Parcheggi Quartieri Spagnoli: multe, danni e nessuna alternativa reale
Il racconto è diretto e senza filtri: “Questo mese ho preso il quarto verbale”, dice Alfonso. Ma non è solo una questione di multe, perché spesso l’auto viene lasciata in strada con il rischio concreto di ritrovarla danneggiata, tra vetri rotti e ruote bucate.
Parcheggiare diventa così una scommessa continua, dove si rischia sempre qualcosa. E quando si cerca un’alternativa, il problema diventa economico: “i garage partono dai 180 fino ai 330 euro al mese”. Costi sempre più alti e completamente fuori dalla portata di molti residenti.

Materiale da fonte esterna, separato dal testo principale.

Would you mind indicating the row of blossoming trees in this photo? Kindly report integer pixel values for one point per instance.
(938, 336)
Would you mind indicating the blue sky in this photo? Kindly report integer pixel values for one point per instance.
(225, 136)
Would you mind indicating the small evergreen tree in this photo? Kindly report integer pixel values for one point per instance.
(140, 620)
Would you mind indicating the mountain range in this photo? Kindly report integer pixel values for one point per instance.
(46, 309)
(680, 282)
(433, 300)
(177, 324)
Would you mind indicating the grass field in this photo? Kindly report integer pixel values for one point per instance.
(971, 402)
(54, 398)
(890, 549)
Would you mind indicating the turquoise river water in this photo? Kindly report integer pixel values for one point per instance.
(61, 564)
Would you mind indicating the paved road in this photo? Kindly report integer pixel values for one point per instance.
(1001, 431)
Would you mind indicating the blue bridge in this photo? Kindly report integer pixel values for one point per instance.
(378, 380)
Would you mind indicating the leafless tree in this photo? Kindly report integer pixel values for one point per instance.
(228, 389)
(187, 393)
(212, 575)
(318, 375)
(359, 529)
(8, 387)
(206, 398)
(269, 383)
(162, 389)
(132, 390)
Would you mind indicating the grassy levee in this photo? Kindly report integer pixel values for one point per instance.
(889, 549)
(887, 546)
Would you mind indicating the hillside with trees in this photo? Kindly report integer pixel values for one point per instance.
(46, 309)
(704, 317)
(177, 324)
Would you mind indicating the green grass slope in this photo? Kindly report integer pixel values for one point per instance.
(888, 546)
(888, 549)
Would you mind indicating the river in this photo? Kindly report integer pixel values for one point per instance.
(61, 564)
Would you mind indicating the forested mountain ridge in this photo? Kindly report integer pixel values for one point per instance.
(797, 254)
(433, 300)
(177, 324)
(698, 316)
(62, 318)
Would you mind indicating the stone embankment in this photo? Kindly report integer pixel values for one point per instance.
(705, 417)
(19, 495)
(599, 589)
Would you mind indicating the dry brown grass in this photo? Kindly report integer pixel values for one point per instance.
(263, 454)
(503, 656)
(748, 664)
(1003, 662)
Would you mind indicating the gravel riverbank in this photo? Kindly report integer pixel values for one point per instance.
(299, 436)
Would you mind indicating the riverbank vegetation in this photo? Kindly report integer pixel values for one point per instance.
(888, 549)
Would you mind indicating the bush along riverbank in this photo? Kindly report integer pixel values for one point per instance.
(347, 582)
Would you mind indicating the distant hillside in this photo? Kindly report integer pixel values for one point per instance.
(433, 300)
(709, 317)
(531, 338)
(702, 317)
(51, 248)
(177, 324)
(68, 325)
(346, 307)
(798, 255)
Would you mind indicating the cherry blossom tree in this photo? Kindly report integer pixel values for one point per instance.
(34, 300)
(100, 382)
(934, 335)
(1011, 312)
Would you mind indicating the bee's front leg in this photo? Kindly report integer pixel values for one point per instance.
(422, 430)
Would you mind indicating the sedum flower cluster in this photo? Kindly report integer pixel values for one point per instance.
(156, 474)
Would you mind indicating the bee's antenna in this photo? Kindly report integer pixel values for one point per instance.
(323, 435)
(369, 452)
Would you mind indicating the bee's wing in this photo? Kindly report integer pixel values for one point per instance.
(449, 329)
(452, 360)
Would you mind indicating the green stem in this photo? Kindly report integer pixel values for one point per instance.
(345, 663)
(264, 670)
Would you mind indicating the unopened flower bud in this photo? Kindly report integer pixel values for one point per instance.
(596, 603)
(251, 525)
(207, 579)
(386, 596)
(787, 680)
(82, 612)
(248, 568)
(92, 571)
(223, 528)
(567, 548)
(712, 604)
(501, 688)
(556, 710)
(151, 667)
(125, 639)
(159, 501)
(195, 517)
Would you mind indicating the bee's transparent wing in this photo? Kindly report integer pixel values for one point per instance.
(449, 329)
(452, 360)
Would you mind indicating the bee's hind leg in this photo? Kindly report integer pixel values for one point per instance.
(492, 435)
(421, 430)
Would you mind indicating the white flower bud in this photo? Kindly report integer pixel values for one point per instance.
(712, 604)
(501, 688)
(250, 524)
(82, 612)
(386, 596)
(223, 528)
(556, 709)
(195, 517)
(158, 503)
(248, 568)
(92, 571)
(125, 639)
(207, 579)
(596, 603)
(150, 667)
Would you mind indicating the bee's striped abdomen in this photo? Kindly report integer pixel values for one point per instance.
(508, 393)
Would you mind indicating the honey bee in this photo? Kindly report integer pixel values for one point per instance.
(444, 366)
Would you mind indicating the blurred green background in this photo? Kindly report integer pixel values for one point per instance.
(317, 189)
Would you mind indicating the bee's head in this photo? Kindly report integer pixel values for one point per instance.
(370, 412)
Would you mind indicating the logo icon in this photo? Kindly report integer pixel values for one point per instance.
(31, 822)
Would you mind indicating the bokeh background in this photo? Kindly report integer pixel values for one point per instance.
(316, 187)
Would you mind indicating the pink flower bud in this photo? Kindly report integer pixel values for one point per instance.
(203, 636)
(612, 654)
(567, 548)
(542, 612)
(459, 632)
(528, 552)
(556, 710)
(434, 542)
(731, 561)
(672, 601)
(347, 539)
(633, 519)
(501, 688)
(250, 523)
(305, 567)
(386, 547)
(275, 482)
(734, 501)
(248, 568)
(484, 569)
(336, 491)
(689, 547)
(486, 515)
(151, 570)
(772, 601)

Turismo e parcheggi: quando vivere ai Quartieri Spagnoli diventa un lusso
Negli ultimi anni il quartiere è cambiato profondamente. Il turismo ha portato movimento, lavoro e nuove opportunità, ma ha anche generato effetti collaterali evidenti.
Più turisti significa più domanda di spazi, anche per le auto, e in un quartiere dove lo spazio è già limitato questo ha un impatto diretto sui prezzi. I pochi garage disponibili diventano sempre più cari e difficili da trovare. “Non chiediamo il posto gratis, vogliamo pagare ma il posto non c’è”. Il risultato è chiaro: i residenti restano senza soluzioni reali.
L’emergenza reale dietro i parcheggi Quartieri Spagnoli
C’è poi un episodio che cambia completamente la prospettiva. “Il mese scorso mia moglie stava male, era in fin di vita. Abbiamo chiamato l’ambulanza ma non arrivava. La macchina era bloccata”.
Solo grazie all’aiuto di un familiare sono riusciti a partire in tempo. Un racconto che lega direttamente il problema parcheggi Quartieri Spagnoli a una vera emergenza, dove la mancanza di un posto auto può trasformarsi in un rischio concreto per la vita delle persone.
Una proposta concreta: l’ex ospedale militare
Accanto alla denuncia, Alfonso prova anche a indicare una possibile soluzione. “La zona nord sappiamo che è vincolata, ma quella sud dell’ex ospedale militare è abbandonata”, spiega.
L’idea è semplice: “si potrebbe creare un parcheggio anche a pagamento per i residenti”. Non una richiesta di privilegi, ma una proposta concreta per chi vive il quartiere ogni giorno. “Va bene il turismo, la ZTL, tutto. Ma dateci una soluzione per chi abita qui. Così è diventato invivibile”.